Vikar Peter Michael Neugebauer am 03. Mai in Tittling

 Joh 20,24-29

 
 

Gnade sei mit Euch und Friede von Gott dem Vater, dem Sohn und dem heiligen Geist

Der Predigttext ist zugleich das Evangelium des heutigen Sonntags. Dazu stehen wir auf:
Thomas aber, der Zwilling genannt wird, einer der Zwölf, war nicht bei den Jüngern , als Jesus kam. Da sagten die anderen Jünger zu ihm: „Wir haben den Herrn gesehen.“ Er aber sprach zu ihnen: „Wenn ich nicht in seinen Händen die Nägelmale sehe und meinen Finger in die Nägelmale lege und meine Hand in seine Seite lege, kann ich´s nicht glauben.“
Und nach acht Tagen waren seine Jünger abermals drinnen versammelt, und Thomas war bei ihnene.
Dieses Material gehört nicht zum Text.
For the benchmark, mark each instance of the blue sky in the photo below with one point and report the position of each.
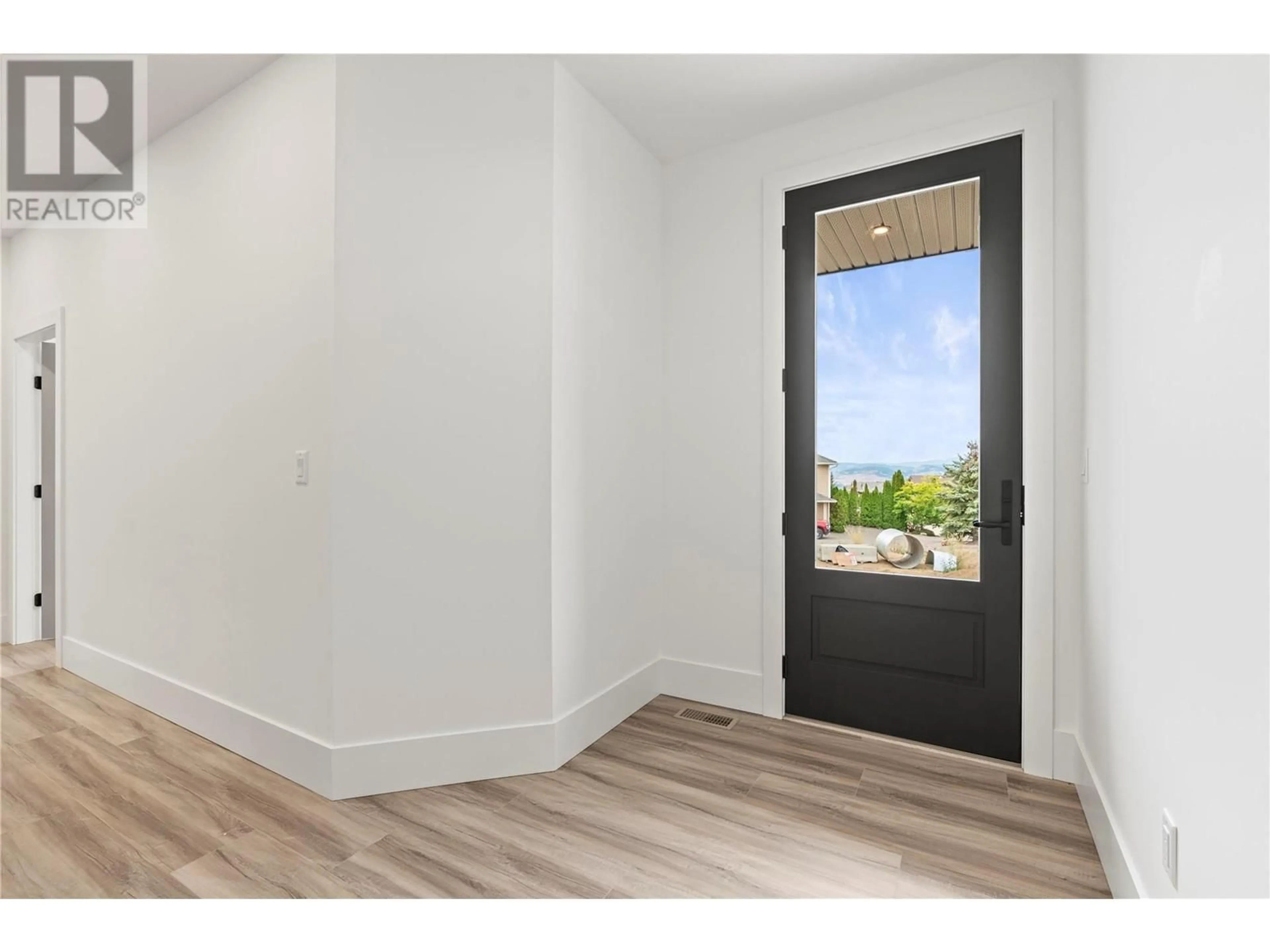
(898, 360)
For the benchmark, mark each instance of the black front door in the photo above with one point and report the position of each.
(904, 416)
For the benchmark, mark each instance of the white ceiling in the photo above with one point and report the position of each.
(183, 86)
(180, 87)
(683, 104)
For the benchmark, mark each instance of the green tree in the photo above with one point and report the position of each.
(960, 494)
(870, 508)
(919, 504)
(839, 511)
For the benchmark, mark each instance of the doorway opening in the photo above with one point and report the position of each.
(36, 455)
(904, 310)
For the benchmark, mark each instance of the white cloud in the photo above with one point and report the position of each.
(952, 334)
(900, 349)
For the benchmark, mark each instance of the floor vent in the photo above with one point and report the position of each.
(691, 714)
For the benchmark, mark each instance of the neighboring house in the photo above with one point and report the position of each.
(824, 482)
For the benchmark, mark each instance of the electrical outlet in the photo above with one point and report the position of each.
(1169, 843)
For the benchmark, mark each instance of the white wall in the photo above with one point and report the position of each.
(606, 402)
(197, 360)
(713, 253)
(1175, 698)
(443, 433)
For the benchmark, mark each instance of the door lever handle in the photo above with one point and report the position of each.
(1006, 524)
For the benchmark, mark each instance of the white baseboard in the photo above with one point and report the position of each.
(581, 728)
(408, 763)
(285, 751)
(723, 687)
(440, 760)
(364, 770)
(1071, 765)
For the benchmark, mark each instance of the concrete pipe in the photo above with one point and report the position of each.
(916, 550)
Kommt Jesus, als die Türen verschlossen waren, und tritt mitten unter sie und spricht: „Friede sei mit euch!“ Danch spricht er zu Thomas: „Reiche deinen Finger her und sieh meine Hände und reiche deine Hand her und lege sie in meine Seite, und sei nicht ungläubig, sondern gläubig! Thomas antwortete und sprach zu ihm: „Mein Herr und mein Gott!“ Spricht Jesus zu ihm: „Weil du mich gesehen hast, Thomas, darum glaubst du. Selig sind, die nicht sehen und doch glauben.“

Liebe Gemeinde,

Ostern ist vorbei. Die zwei Wochen Osterferien gehen heute zu Ende. Morgen fängt die Schule wieder an. Die freien Tage, der Osterurlaub – daheim oder auswärts – haben nun ihren Platz in der Erinnerung. Die Gäste, der Besuch sind gegangen; die Familienfeiern zu Ende. Das Festessen, die Schokoladeneier sind gegessen.
Ostern ist vorbei. Der Alltag fängt wieder an. Der Alltag ist der Normalfall des Lebens. Aber dieser Normalfall ist gleichzeitig der Ernstfall des Lebens: Man muß den Ansprüchen gewachsen sein; muß Entscheidungen treffen; muß dies tun und das andere lassen; muß mit geliebten oder ungeliebten Menschen kommunizieren; muß einkaufen und die Familie versorgen muß, muß, muß... der Alltag ist meist geprägt von Zwängen oder Unausweichlichkeiten. Nicht, daß das immer schlimm wäre – vieles macht man hoffentlich gerne und mit innerem Antrieb. Aber man muß sich bewähren. Die eigenen Ansichten und Vorstellungen werden vom Alltag geprüft.
Dies gilt auch vom Glauben. Der Glaube wird vom Alltag geprüft. Ostern ist vorbei. Doch der Glaube geht weiter. Ostern ist vorbei. Doch Christus ist erstanden. Das Licht der Osterkerze soll in meinen Alltag hineinscheinen! Die Hoffnung auf den Auferstandenen soll im Alltag Gestalt gewinnen! Der Glaube soll weitergehen!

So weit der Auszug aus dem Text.